Bei der diesjährigen Befragung «Immo-Barometer Trends» wurde die städtische Bevölkerung befragt, auf welche Aspekte sie bei der Wohnungssuche Wert legt. Es zeigt sich, dass die Qualität der Aussenräume unmittelbar beim Haus eines der entscheidenden Kriterien ist. 43% der befragten Personen haben die Hochwertigkeit von Aussenräumen unter die Top 3 von 8 möglichen Kriterien bei der Wohnungssuche gewählt. Dieses Kriterium wird gar als relevanter eingeschätzt als unter anderem die Architekturqualität und Ästhetik des Wohngebäudes. Höher rangiert werden lediglich die Faktoren «Absolute Zentralität, urbanes Wohnen (Cafés, Einkaufsmöglichkeiten etc.)» und «Nachhaltigkeit der Baustoffe».
 
Aussenflächen fungieren im Zuge der zunehmenden Verdichtung als Ausgleichsräume.

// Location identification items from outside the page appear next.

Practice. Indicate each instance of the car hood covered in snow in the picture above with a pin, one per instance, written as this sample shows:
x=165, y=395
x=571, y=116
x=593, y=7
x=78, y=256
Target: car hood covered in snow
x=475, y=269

Sie sollen zum Verweilen einladen und zur Belebung eines Quartiers beitragen. Damit leisten die Aufenthaltsmöglichkeiten, die Ausstattungsqualität und das Erscheinungsbild der Aussenräume gerade in urbanen und verdichteten Räumen einen massgeblichen Beitrag zur Attraktivität einer Überbauung. Die Flächen müssen dabei vielfältige Ansprüche erfüllen. 
 
Bereits etabliert hat sich bei den befragten Städtern die «naturnahe Gestaltung». Darunter verstehen sich Massnahmen zur Förderung der Artenvielfalt der heimischen Flora und Fauna im Siedlungsraum. An zweiter Stelle wird von den Befragten eine grossflächige Grünzone gewünscht, gefolgt von der Begrünung des Strassenraums. Allesamt Massnahmen, die nicht zuletzt auch das Mikroklima im Siedlungsraum verbessern und Hitzeinseln entgegenwirken dürften.
 
Ausführliche Informationen rund um das Nachfrageverhalten der Schweizer Wohnbevölkerung finden Sie in einer Sonderstudie im aktuellen Immo-Monitoring Herbstausgabe 2020 (publiziert am 24. Oktober 2019).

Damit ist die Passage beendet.